ECLI:NL:RBROT:2007:BB0280
Rechtbank Rotterdam
- Eerste aanleg - meervoudig
- H.L. de Gruijl-van Benthem
- S.W. Kuip
- L.A.C. van Nifterick
- Rechtspraak.nl
Wraking van de kinderrechter in een civiele procedure betreffende ouderlijk gezag
In deze zaak heeft de rechtbank Rotterdam op 20 juli 2007 een beslissing genomen over een wrakingsverzoek van verzoeker, die gedwongen ontheffing van het ouderlijk gezag over zijn kind aan de orde had gesteld. Het verzoek tot wraking was ingediend tijdens de mondelinge behandeling van een verzoek van de Raad voor de Kinderbescherming. Verzoeker was van mening dat de rechter partijdig was en dat er sprake was van een gebrek aan onpartijdigheid. De wrakingskamer heeft het verzoek tot wraking beoordeeld aan de hand van de aangevoerde argumenten van verzoeker, die onder andere stelden dat cruciale uitspraken in het proces-verbaal ontbraken en dat de rechter voorafgaand aan de zitting had besloten dat de partner van verzoeker niet aanwezig mocht zijn.

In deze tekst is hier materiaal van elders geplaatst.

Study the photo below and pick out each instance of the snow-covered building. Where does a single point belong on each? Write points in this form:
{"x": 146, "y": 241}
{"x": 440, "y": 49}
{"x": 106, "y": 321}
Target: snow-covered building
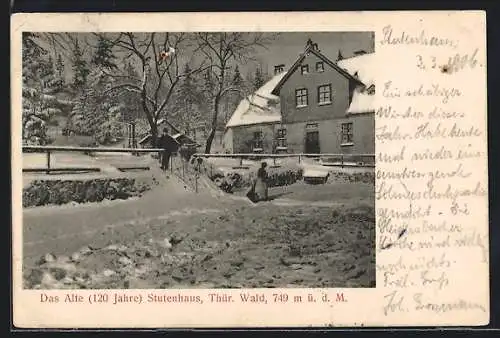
{"x": 316, "y": 106}
{"x": 253, "y": 124}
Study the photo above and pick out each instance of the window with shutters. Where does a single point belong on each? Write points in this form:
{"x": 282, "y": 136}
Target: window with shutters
{"x": 347, "y": 134}
{"x": 325, "y": 94}
{"x": 301, "y": 97}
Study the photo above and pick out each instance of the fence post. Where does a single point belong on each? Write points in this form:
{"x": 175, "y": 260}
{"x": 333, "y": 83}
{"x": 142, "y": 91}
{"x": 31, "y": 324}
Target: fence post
{"x": 48, "y": 161}
{"x": 183, "y": 164}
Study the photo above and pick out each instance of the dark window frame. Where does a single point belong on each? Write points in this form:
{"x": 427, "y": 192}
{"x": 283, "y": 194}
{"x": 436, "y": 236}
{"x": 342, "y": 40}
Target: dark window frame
{"x": 258, "y": 139}
{"x": 301, "y": 95}
{"x": 306, "y": 67}
{"x": 347, "y": 133}
{"x": 322, "y": 94}
{"x": 281, "y": 138}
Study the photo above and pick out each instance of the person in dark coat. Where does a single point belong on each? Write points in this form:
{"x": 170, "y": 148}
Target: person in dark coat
{"x": 167, "y": 144}
{"x": 259, "y": 189}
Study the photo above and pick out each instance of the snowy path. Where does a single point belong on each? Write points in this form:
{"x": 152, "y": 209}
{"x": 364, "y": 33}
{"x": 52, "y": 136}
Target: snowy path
{"x": 63, "y": 229}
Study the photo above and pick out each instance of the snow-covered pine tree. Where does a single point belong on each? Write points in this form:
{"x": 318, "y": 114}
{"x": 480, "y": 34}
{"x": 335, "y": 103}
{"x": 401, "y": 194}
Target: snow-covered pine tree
{"x": 258, "y": 80}
{"x": 188, "y": 101}
{"x": 80, "y": 68}
{"x": 104, "y": 56}
{"x": 97, "y": 113}
{"x": 131, "y": 100}
{"x": 37, "y": 70}
{"x": 59, "y": 74}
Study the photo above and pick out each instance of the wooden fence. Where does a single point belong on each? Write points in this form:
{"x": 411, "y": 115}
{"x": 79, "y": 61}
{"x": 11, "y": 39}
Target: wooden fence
{"x": 51, "y": 149}
{"x": 342, "y": 160}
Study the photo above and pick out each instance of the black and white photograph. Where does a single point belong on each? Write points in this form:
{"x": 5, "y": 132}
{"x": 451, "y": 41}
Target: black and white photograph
{"x": 198, "y": 160}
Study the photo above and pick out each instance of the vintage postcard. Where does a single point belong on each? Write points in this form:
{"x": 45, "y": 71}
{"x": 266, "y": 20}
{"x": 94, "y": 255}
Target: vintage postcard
{"x": 208, "y": 170}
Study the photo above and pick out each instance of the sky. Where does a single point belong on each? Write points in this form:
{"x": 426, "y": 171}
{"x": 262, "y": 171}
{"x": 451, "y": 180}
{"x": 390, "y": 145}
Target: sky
{"x": 287, "y": 46}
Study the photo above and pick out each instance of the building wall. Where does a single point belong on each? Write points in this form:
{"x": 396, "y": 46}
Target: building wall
{"x": 341, "y": 92}
{"x": 330, "y": 135}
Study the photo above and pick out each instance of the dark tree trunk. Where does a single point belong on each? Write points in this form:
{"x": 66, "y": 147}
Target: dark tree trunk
{"x": 154, "y": 135}
{"x": 213, "y": 126}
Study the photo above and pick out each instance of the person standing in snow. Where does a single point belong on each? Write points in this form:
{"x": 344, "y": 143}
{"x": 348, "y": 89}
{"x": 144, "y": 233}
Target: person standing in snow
{"x": 166, "y": 143}
{"x": 260, "y": 190}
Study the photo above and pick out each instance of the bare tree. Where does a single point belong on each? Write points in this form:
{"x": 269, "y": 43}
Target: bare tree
{"x": 159, "y": 58}
{"x": 221, "y": 50}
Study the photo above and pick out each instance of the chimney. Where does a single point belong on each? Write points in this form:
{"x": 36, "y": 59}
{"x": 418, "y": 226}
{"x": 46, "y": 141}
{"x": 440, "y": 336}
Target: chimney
{"x": 279, "y": 69}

De rechtbank heeft vastgesteld dat de rechter niet in de wraking berustte en dat de aangevoerde omstandigheden geen zwaarwegende aanwijzingen opleverden voor het oordeel dat de rechter niet onpartijdig was. De rechtbank oordeelde dat de rechter uit hoofde van zijn aanstelling moet worden vermoed onpartijdig te zijn, tenzij er uitzonderlijke omstandigheden zijn die dit tegenspreken. De rechtbank concludeerde dat er geen objectief gerechtvaardigde vrees voor vooringenomenheid bestond en dat het wrakingsverzoek ongegrond was. Bovendien werd opgemerkt dat verzoeker misbruik maakte van het wrakingsmiddel, aangezien hij herhaaldelijk wrakingsverzoeken had ingediend zonder dat er inhoudelijke behandelingen hadden plaatsgevonden.
De beslissing van de rechtbank houdt in dat een volgend verzoek tot wraking van de behandelend rechter niet in behandeling zal worden genomen, met het oog op de noodzaak om zo snel mogelijk een beslissing te nemen in de lopende procedures betreffende het ouderlijk gezag.